Monsieur le président, monsieur le ministre, mes chers collègues, j'ai eu l'occasion d'exprimer mon point de vue sur le concept à l'oeuvre tout à l'heure. Je n'y reviens donc pas.
Toutefois, il me paraît opportun, pour la qualité de nos échanges, de dire quelques mots à notre collègue Mme Hermange, qui nous a présenté un raisonnement en faveur du dispositif. Son argumentation s'appuyait sur l'idée selon laquelle l'État a sa part et, d'une manière plus générale, sa responsabilité dans la vie des familles et la protection des enfants. Elle a mentionné toute une série de dispositifs qui y concourent.
Mais cela, nous ne le mettons pas en cause, bien au contraire ! En ce domaine, il existe aujourd'hui des voies de recours. Ce n'est pas de cela dont nous parlons.
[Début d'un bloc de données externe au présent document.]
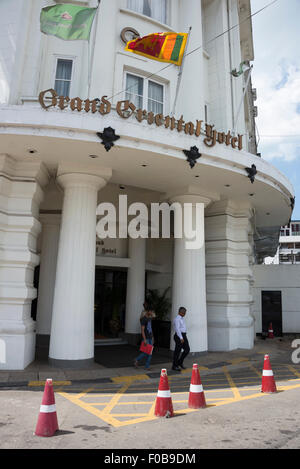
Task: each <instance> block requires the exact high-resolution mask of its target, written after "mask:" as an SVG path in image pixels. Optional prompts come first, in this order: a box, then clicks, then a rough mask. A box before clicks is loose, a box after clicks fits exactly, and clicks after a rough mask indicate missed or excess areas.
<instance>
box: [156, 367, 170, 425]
mask: <svg viewBox="0 0 300 469" xmlns="http://www.w3.org/2000/svg"><path fill="white" fill-rule="evenodd" d="M173 414H174V412H173V404H172V398H171V393H170V388H169V382H168V376H167V370H166V369H165V368H163V369H162V370H161V375H160V381H159V386H158V392H157V397H156V403H155V411H154V415H155V416H156V417H173Z"/></svg>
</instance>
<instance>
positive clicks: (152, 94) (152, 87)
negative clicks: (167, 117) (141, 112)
mask: <svg viewBox="0 0 300 469" xmlns="http://www.w3.org/2000/svg"><path fill="white" fill-rule="evenodd" d="M163 110H164V87H163V86H162V85H159V84H158V83H154V81H150V80H149V81H148V111H152V112H154V114H162V113H163Z"/></svg>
Ce dont nous traitons, en revanche, c'est de la nouveauté de la sanction. Des modes de signalement existent déjà. Mais là, on fait quelque chose « de plus ». C'est sur le bien-fondé de ce « de plus » que nous nous exprimons.
Nous nous demandons si ce dispositif est efficace et, aussi, s'il est moral. Une telle interrogation a un sens. L'action publique doit, en effet, avoir une signification qui donne à voir une conception de la vie et une morale. Je pense que nous sommes d'accord sur ce sujet.
Or, en l'occurrence - je ne peux que résumer mon propos -, la mesure n'est pas morale. Car cette sanction, contrairement à toutes celles qui sont fondées sur la loi, se traitera au cas par cas entre des personnes irresponsables !
Il y aura d'abord ceux dont on aura décidé qu'ils méritent une sanction, à savoir des parents qui n'en peuvent mais.
La loi ne peut naturellement pas aller jusqu'à décrire tous les cas de figure justifiant la sanction, ce qui serait totalement absurde. Mais alors, qui le fera ? À quel moment décidera-t-on que c'est le parent qui est responsable de la situation ? Car il faudra bien le décider !
Une fois que la situation aura été constatée et que la responsabilité aura été déclarée, la sanction s'appliquera au ménage tout entier, y compris aux frères et aux soeurs. Nous inventons donc une sanction qui sera appliquée à des gens dans un rapport d'irresponsabilité.
En face de ces parents qui n'en peuvent mais - ils n'ont ni avocat ni moyen de recours -, il y aura des travailleurs sociaux dont ce n'est pas le travail et, au bout de la chaîne, un président de conseil général qui devra conclure !
C'est seulement cela, madame Hermange, que nous avons mis en cause. Nous n'avons pas du tout contesté que la responsabilité des parents soit engagée devant la société, ni l'éventualité qu'ils soient défaillants. Bien sûr qu'ils peuvent l'être ! Nous sommes confrontés aux mêmes expériences de la vie que vous et que tous les membres de la Haute Assemblée. Nous savons bien que de telles situations existent.
Mais ne voulons pas de ce dispositif ni de cette méthode-là ! Nous savons bien qu'elle ne sera pas efficace. Elle ajoutera non seulement - cela a été dit - du malheur au malheur, mais, surtout, de la haine à la haine et de la tension à la tension ! C'est pourquoi il faut rejeter non seulement le principe en général, mais également sa modalité pratique.
J'espère ne pas vous avoir lassés, mais je tiens à ce qu'il soit bien précisé que nous ne sommes pas dans une discussion abstraite ! Vous n'êtes pas les seuls à penser que tout le monde est responsable dans la vie et que chacun doit rendre compte de ses actes : nous le pensons tous !
Cela étant, la méthode proposée me semble, pour faire bref, barbare.